[I recently wrote this up for work, and thought it was worth re-posting here.]
These ideas come almost entirely from Udi Dahan and how he implemented nServiceBus, but unfortunately I can’t find where he said it. It may have been when I attended his class in Austin last October.
I define configuration as “stuff that needs to be easy to change.” Udi says there are two major categories of configuration, with very different characteristics. One category has to do with operational concerns, such as:
- The specifics of the physical deployment environment (URLs, machine names, connection strings, etc.)
- Monitoring and troubleshooting (logging verbosity and where log entries are stored, etc.)
- Scaling out (how many app instances or threads should be running, etc.)
These are things that administrators care about deeply. They want to be able to move things to different machines, spin up a new instance of your service, failover a database server, etc. And as a developer, you want them to be able to do all of those things without calling you. These “administrator config” settings have no effect on the semantics of your application. They change “physical” characteristics, not business-logical characteristics.
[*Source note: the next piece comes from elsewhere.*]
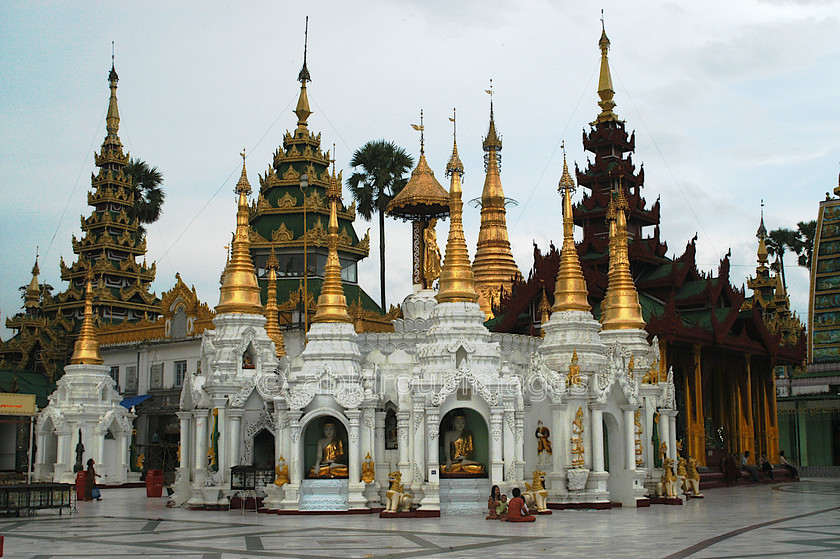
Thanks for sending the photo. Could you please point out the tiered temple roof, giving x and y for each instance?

A second category of configuration does affect the semantics of your application. Udi calls this “developer config.” Changing it will have an effect on what the application does. These are things like:
- Using a different implementation of a interface (e.g., a gateway that talks to a database vs a remote web service)
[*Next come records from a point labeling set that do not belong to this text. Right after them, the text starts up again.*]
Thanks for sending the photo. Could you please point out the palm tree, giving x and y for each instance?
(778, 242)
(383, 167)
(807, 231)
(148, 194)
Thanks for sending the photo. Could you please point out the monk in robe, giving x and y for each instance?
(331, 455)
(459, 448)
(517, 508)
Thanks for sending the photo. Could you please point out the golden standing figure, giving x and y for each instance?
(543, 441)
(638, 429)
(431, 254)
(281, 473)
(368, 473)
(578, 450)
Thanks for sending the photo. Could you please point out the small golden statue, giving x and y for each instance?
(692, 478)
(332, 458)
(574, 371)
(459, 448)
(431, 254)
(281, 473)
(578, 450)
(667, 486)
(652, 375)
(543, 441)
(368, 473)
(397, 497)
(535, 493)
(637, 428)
- Whether a particular operation requires a transaction (e.g., the WCF settings for a specific service)
Changes to these often need to be one-line-of-code simple, which makes them “configuration” in my mind. But they also imply a requirement change because they change how the application works. (Yes, adding or removing a transaction is a semantic change.) Therefore you definitely don’t want administrators to go and change them on production servers. The best way to prevent them from changing these settings it to give them no way to do it!
The most common objection to putting the developer config in code is that you have to redeploy your application. Yep, exactly. Changing developer config alters the semantics of your application. Any such change should go through all of your testing and validation processes before being released.
Digging a little deeper, a lot of the resistance to putting developer config in code stems from fear of deployment. If deployment is hard, error-prone, and stressful then you try to avoid it by putting as many things in your config file as possible. (The same rationale is often given for putting business logic in stored procedures.) If you cross your fingers every time you deploy, you’re doing it wrong.
Deployments (and rollbacks) should be easy and reliable. That means largely automated. Once you have automated builds, lots of automated tests, and (mostly) automated deployment/rollback, “hard coded” is no longer a scary concept. See this and this. JFHCI.
Ever opened up a config file that looked really scary? How about a default WCF config with dozens and dozens of settings for a single service endpoint? How many of those things do you really want someone to change on the production servers? 5% of them? Once you’ve removed all of that developer config, the administrators will thank you for removing all that noise you told them to absolutely, positively never touch. They’re also a lot less likely to catastrophically fat-finger a random character that will be lost in a sea of angle brackets.